Quel est le regard des familles, de l'entourage, sur la pratique de l'IVG chez les adolescentes ?

Il faut savoir que, dans 80 % des cas, selon mes statistiques, les patientes mineures que je reçois n'ont pas averti leur famille avant de demander une interruption volontaire de grossesse. Cela dit, depuis une dizaine d'années, j'observe une montée de ce que l'on peut appeller « l'injonction d'avortement ». Même si l'on permet aux jeunes filles d'avoir une vie sexuelle, cela ne veut pas dire que l'on accepte de les voir tomber enceinte. L'entourage (famille, petit ami) tente généralement de convaincre la jeune fille d'avorter. On peut penser qu'elle serait certainement arrivée à la même conclusion. Mais cette forte pression constitue une entrave à sa liberté de penser et d'agir, et de choisir seule ce qu'elle souhaite.

D'ailleurs, cette injonction concerne toutes les femmes : dès que le cadre n'est pas exactement ce qu'il devrait être, la femme est encouragée à avorter. Lorsqu'il s'agit d'une adolescente, la pression de l'entourage est d'autant plus forte. Cela explique que certaines grossesses soient annoncées tardivement, de façon délibérée, afin que le délai légal pour avorter en France soit dépassé, et qu'on ne puisse plus influencer leur choix.

Qu'est ce qui vous intéresse dans ce travail d'accompagnement ?

Ce qui me plaît, c'est de les accompagner dans le démarrage de leur vie de femme, en étant si possible une « bonne rencontre ». Je veille à ne pas me montrer répressive ni intrusive. Je suis là pour protéger la sécurité de leur appareil génital mais aussi pour leur offrir les armes pour s'épanouir dans les domaines de leur sexualité et de leur vie amoureuse.
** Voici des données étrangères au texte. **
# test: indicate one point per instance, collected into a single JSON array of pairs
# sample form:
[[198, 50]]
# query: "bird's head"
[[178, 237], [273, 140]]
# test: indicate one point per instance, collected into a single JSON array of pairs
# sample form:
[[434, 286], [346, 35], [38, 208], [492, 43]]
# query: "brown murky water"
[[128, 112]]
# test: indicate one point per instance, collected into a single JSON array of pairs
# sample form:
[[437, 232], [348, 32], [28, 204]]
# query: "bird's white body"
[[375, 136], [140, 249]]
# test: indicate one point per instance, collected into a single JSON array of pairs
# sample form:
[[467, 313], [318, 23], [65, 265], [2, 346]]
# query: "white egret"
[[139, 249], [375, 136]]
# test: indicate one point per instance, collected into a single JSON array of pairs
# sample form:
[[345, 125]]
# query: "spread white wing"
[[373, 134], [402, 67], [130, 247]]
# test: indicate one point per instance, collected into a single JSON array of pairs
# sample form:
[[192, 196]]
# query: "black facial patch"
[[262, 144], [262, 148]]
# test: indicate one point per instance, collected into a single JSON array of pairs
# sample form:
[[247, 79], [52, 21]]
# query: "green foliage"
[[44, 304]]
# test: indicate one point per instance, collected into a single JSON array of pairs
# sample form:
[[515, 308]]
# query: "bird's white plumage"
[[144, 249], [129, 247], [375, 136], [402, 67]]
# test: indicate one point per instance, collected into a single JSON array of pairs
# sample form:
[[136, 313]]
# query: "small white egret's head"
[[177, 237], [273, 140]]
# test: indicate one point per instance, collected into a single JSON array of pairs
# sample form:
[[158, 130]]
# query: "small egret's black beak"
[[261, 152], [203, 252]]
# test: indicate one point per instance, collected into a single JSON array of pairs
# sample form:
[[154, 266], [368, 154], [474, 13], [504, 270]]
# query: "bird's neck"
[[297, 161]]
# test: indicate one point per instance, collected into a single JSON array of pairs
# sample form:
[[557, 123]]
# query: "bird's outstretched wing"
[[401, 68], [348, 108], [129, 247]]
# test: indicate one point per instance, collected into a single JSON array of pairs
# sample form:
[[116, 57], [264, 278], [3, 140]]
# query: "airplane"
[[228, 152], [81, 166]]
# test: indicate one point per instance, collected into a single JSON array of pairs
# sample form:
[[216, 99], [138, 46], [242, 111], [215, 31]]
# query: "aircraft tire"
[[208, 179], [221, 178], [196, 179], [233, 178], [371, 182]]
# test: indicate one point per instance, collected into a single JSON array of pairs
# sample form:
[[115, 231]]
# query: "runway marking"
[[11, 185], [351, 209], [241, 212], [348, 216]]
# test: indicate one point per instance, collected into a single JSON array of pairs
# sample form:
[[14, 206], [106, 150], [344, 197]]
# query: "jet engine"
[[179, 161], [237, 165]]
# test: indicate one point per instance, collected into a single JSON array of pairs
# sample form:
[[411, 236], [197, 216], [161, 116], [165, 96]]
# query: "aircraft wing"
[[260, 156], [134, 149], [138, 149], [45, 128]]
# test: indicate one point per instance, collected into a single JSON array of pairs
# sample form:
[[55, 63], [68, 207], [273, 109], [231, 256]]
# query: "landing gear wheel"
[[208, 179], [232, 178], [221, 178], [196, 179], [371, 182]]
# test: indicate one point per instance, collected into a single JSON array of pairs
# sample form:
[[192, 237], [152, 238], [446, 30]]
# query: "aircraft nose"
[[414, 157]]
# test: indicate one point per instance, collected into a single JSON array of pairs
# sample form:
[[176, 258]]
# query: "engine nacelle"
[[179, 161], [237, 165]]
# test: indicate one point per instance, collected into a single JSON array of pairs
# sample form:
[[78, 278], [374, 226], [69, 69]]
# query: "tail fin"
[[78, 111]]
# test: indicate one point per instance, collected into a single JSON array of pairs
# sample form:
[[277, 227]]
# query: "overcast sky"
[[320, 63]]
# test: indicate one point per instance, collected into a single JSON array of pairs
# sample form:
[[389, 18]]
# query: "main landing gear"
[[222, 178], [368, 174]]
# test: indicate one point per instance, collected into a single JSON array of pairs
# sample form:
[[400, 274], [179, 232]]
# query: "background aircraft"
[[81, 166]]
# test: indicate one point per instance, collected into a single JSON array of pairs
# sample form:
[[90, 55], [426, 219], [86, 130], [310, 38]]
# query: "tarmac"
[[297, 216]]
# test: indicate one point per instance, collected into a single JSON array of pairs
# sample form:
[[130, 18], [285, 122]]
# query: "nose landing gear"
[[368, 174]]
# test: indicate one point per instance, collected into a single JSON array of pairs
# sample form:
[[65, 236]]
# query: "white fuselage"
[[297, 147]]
Lorsque nous dialoguons, je leur demande souvent l'âge de leur premier rapport sexuel et ses circonstances. Nous abordons alors la question essentielle du consentement et de l'égalité dans la relation. La loi sur l'IVG n'a pas fixé de plancher d'âge et n'a pas distingué les mineures de plus et de moins de 15 ans. En moyenne, à 15 ans, 10 à 15 % des adolescentes ont déjà eu des rapports sexuels (contre 35 % à 16 ans) et un nombre non négligeable de ces jeunes filles ont subi des violences.

1- Sur l'ensemble des patientes en demande d'IVG suivies au centre, 20 % sont des mineures, ce qui représente 150 à 200 adolescentes par an.

Sophie Gaudu Gynécologue-obstétricienne

Praticienne de l'AP-HP, Sophie Gaudu est responsable du centre de planification familiale de l'hôpital Saint-Vincent-de-Paul et tient des consultations en obstétrique. Elle est également présidente du Revho (Réseau entre la ville et l'hôpital pour l'orthogénie), qui rassemble 18 centres hospitaliers et 200 médecins de ville.